On sort de « Whatever works », la dernière comédie de Woody Allen, avec le sourire aux lèvres. Car le film est très réussi et même très gai. Pourtant, quelle vision désenchantée a ce bon vieux Woody! On le savait depuis belle lurette, mais là c’est le pompon. La morale du film (si on peut parler de morale) c’est que seuls les imbéciles ont une chance de s’en sortir, car ils suivent leur instinct vital, prennent la vie comme elle vient sans s'interroger sur le pourquoi et sur le comment.

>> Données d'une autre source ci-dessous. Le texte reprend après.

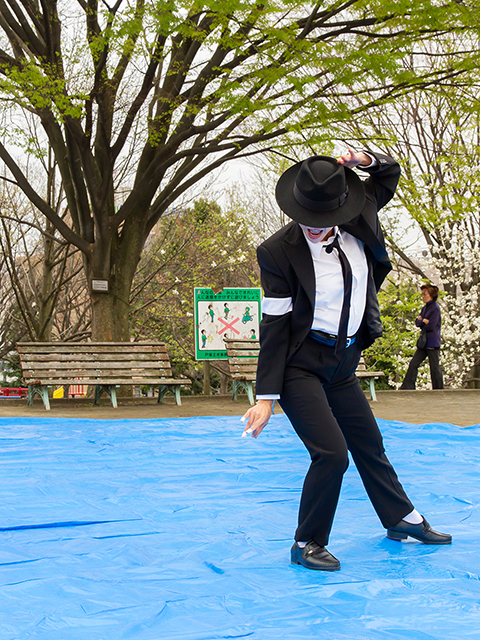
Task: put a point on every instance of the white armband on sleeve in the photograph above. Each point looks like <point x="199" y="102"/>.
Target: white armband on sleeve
<point x="276" y="306"/>
<point x="372" y="158"/>
<point x="268" y="396"/>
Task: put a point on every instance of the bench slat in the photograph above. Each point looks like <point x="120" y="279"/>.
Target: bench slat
<point x="97" y="357"/>
<point x="106" y="381"/>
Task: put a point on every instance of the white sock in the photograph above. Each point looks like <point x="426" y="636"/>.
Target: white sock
<point x="413" y="517"/>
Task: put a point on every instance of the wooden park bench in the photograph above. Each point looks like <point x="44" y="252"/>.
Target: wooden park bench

Les intellectuels, les raisonneurs, ceux qui ont une «vision du monde», sont condamnés à une insatisfaction chronique et une lucidité désespérée. La vie n’a aucun sens, tout ce qui arrive est seulement une question de hasard. Woody en est convaincu, il avait déjà traité ce sujet dans l’excellent « Matchpoint » et de son point de vue, on ne peut que lui donner raison.

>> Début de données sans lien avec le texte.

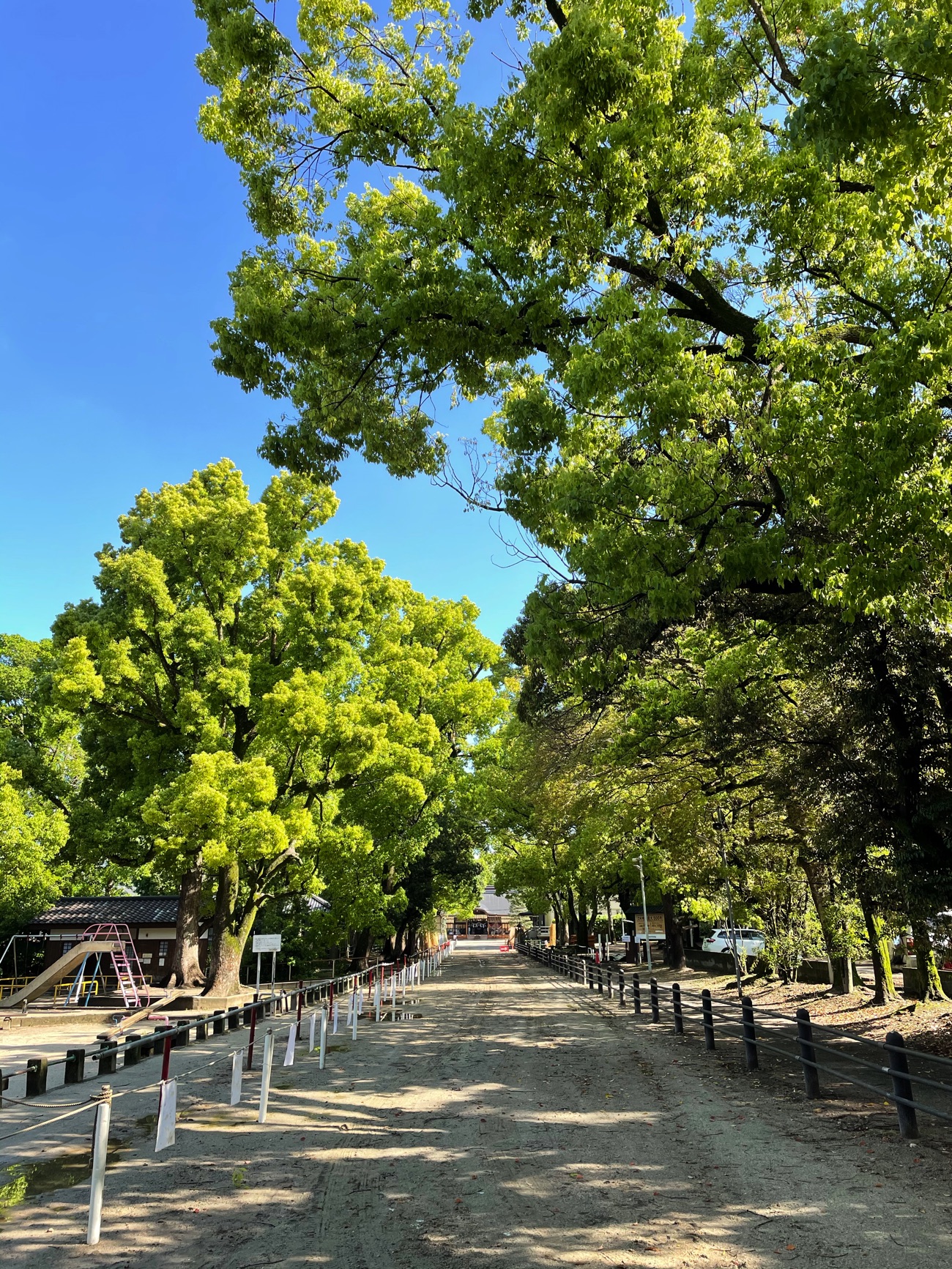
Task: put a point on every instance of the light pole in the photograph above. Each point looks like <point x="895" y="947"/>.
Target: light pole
<point x="644" y="910"/>
<point x="721" y="824"/>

Ce qui échappe à Woody, c’est la dimension spirituelle de la vie. Il ne l’a jamais eue et vu son âge on peut douter qu’il puisse la découvrir un jour. Sans cette dimension, la vie sur la grande fourmilière appelée Terre est effectivement «a tale told by an idiot, full of sound and fury, and signifying nothing»*. Pour lui comme pour Macbeth, la vie est absurde, nous sommes de pathétiques fourmis (Woody parle de chenilles) qui s’agitent sans raison ; le fait que certaines fourmis soient plus douées que d’autres ne change rien à l’affaire : le succès, le bonheur, ne dépendent ni de l'intelligence ni du talent mais de la chance ou de la malchance; le hasard guide nos existences qui n’ont, de toute façon, pas la moindre signification.

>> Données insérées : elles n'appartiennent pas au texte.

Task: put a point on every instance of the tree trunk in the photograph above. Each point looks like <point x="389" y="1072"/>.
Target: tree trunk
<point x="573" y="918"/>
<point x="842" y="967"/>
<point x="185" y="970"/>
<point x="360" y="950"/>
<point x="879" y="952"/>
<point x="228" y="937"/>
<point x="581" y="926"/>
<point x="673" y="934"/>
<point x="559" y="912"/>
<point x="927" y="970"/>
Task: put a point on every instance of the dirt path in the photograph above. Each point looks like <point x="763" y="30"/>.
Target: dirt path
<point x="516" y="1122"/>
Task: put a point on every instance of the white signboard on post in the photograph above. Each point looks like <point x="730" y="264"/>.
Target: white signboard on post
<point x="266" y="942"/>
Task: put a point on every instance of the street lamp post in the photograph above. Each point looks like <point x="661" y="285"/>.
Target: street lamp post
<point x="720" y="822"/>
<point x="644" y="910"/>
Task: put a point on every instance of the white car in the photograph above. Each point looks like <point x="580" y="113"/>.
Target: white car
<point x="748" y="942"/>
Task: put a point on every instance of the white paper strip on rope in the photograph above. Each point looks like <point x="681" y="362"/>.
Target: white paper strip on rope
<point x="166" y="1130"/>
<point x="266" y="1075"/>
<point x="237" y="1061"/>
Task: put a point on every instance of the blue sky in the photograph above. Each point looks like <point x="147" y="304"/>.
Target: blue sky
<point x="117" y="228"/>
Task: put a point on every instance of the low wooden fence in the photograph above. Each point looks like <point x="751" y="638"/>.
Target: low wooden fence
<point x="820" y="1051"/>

Mais Woody se trompe. La vie de chaque homme a un sens, parce que l’univers a un sens, et fonctionne selon un ordre. Rien de ce qui nous arrive n’est le fruit du hasard, mais bien de cet ordre et de ce sens qui échappent à notre pauvre entendement de simples êtres humains. «Dieu ne joue pas aux dés» disait Albert Einstein. Qu’on s’en réfère à Dieu, au Tao, ou à autre chose, le fait est que ce que nous appelons «hasard» est le produit de relations de cause à effet qui nous échappent. Le hasard, c’est ce que nous ne comprenons pas. Nous ne sommes guère différents de ces fourmis qui butent contre la chaussure d’un pique-niqueur, la prennent pour une immense montagne… et cèdent à la panique parce que leurs phéromones ne les avaient pas averties de la présence d’une montagne à cet endroit-là. Nos capacité de compréhension et nos organes sensoriels sont en tous points comparables aux phéromones des fourmis, mutatis mutandis et toutes proportions gardées.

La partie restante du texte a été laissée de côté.